# Turing Award Winner, 1989
#
#
# >I have a number in my head
# >Though I don't know why it's there
# >When numbers get serious
# >You see their shape everywhere
# >
# >Paul Simon
# One of the themes of this course will be shifting between mathematical and computational views of various concepts.
#
# Today we need to talk about why the answers we get from computers can be different from the answers we get mathematically
#
# -- for the same question!
# The root of the problem has to do with how __numbers__ are manipulated in a computer.
#
# In other words, how numbers are __represented.__
# ## Representations
# A number is a mathematical concept -- an abstract idea.
#
# > God made the integers,
all else is the work of man.
# >
# > Leopold Kronecker (1823 - 1891)
#
# In a computer we assign __bit patterns__ to correspond to certain numbers.
#
# We say the bit pattern is the number's _representation._
# For example the number '3.14' might have the representation '01000000010010001111010111000011'.
#
# For reasons of efficiency, we use a fixed number of bits for these representations.
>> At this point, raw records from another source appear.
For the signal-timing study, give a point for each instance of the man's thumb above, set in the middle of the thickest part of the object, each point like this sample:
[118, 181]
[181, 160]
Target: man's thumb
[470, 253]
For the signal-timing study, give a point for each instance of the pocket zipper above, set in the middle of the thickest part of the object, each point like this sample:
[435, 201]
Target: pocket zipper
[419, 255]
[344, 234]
In most computers nowadays we use __64 bits__ to represent a number.
# Let's look at some number representations and see what they imply about computations.
# ## Integers
# Kronecker believed that integers were the only 'true' numbers.
#
# And for the most part, using integers in a computer is not complicated.
#
# Integer representation is essentially the same as binary numerals.
#
# For example, in a 64-bit computer, the representation of the concept of 'seven' would be '0..0111' (with 61 zeros in the front).
#
# There is a size limit on the largest value that can be stored as an integer, but it's so big we don't need to concern ourselves with it in this course.
# So for our purposes, an integer can be stored exactly.
#
# In other words, there is an 1-1 correspondence between every (computational) representation and the corresponding (mathematical) integer.
# So, what happens when we compute with integers?
#
# For (reasonably sized) integers, computation is __exact__ .... as long as it only involves __addition, subtraction, and multiplication.__
#
# In other words, there are no errors introduced when adding, subtracting or multiplying integers.
# However, it is a different story when we come to division, because the integers are not closed under division.
#
# For example, 2/3 is not an integer. ... It is, however, a __real__ number.
# ## Real Numbers and Floating-Point Representations
# Representing a real number in a computer is a __much__ more complicated matter.
#
# In fact, for many decades after electronic computers were developed, there was no accepted "best" way to do this!
#
# Eventually (in the 1980s) a widely accepted standard emerged, called IEEE-754. This is what almost all computers now use.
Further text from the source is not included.